A l’intérieur du pays, le phénomène tourne au drame. D’après nos informations, ce ne sont plus des lots de 6 ares qui sont cédés aux étrangers, mais des dizaines d’hectares, et de surcroit, à des prix sacrifiés. Or le gouvernement a un programme ambitieux de développement agricole dont les populations rurales peuvent également bénéficier. Dans un contexte où les terrains ruraux sont cédés dans leur majorité aux étrangers, on se demande comment les paysans togolais qui se retrouvent pratiquement sans terres cultivables, peuvent participer à ce programme.
Le nouveau code foncier et domanial togolais, reprenant des dispositions de l’article 1er de la loi N°60-26 du 05 août 1960, stipule en son article 317: « Tout acte translatif de propriété foncière ou constitutif de droits réels à intervenir entre citoyen togolais et un étranger doit, à peine de nullité, être soumis à l’autorisation préalable de l’autorité publique. La même autorisation préalable est nécessaire à la validité de tout bail d’une durée supérieure à neuf ans, consenti par un citoyen togolais à un étranger. La nullité de l’acte ou du bail peut être poursuivie d’office par le ministère public».

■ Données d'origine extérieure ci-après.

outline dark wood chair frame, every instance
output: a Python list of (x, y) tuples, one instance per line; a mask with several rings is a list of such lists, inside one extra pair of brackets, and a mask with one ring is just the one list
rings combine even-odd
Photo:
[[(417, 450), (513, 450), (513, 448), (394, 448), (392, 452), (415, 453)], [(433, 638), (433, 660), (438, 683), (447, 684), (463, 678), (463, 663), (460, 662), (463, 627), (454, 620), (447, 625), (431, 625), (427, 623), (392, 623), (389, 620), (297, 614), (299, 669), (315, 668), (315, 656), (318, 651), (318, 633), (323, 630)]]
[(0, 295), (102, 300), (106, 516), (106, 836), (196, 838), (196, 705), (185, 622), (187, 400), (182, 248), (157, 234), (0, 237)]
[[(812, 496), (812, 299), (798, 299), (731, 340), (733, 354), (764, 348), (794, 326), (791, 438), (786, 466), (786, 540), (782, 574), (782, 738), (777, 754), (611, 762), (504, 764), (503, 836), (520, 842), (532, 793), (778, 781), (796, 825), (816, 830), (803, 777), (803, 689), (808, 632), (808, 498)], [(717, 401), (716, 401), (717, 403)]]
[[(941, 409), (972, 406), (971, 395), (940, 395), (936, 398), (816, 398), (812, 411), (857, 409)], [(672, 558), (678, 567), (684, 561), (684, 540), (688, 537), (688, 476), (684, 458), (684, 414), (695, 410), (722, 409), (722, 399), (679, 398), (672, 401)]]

Selon des sources dignes de foi, le code foncier précise par la suite que lorsqu’après autorisation, un étranger a acquis des droits énumérés à l’article 317 sus-évoqué, il ne peut transférer l’un de ces droits à un autre étranger que si ce dernier obtient lui-même une autorisation préalable de l’autorité publique délivrée dans les mêmes formes que la première. Pour l’heure, le code foncier ne mentionne pas les formalités que doit accomplir l’étranger pour obtenir l’autorisation préalable. Un décret d’application devra être pris pour énumérer lesdites formalités.

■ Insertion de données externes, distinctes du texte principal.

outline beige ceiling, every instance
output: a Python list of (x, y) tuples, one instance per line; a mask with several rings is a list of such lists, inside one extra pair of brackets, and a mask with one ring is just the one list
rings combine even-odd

Pour mettre fin à la spéculation foncière et éviter que des Togolais ne se retrouvent sans terres leur appartenant dans leur propre pays, des réformes foncières consistantes s’imposent. D’abord des mécanismes doivent être définis pour rendre les prix des terrains abordables.
Ensuite, revoir la loi en vigueur de sorte que pour les étrangers et autres multinationales, seule une location des terres agricoles soit autorisée dans le pays.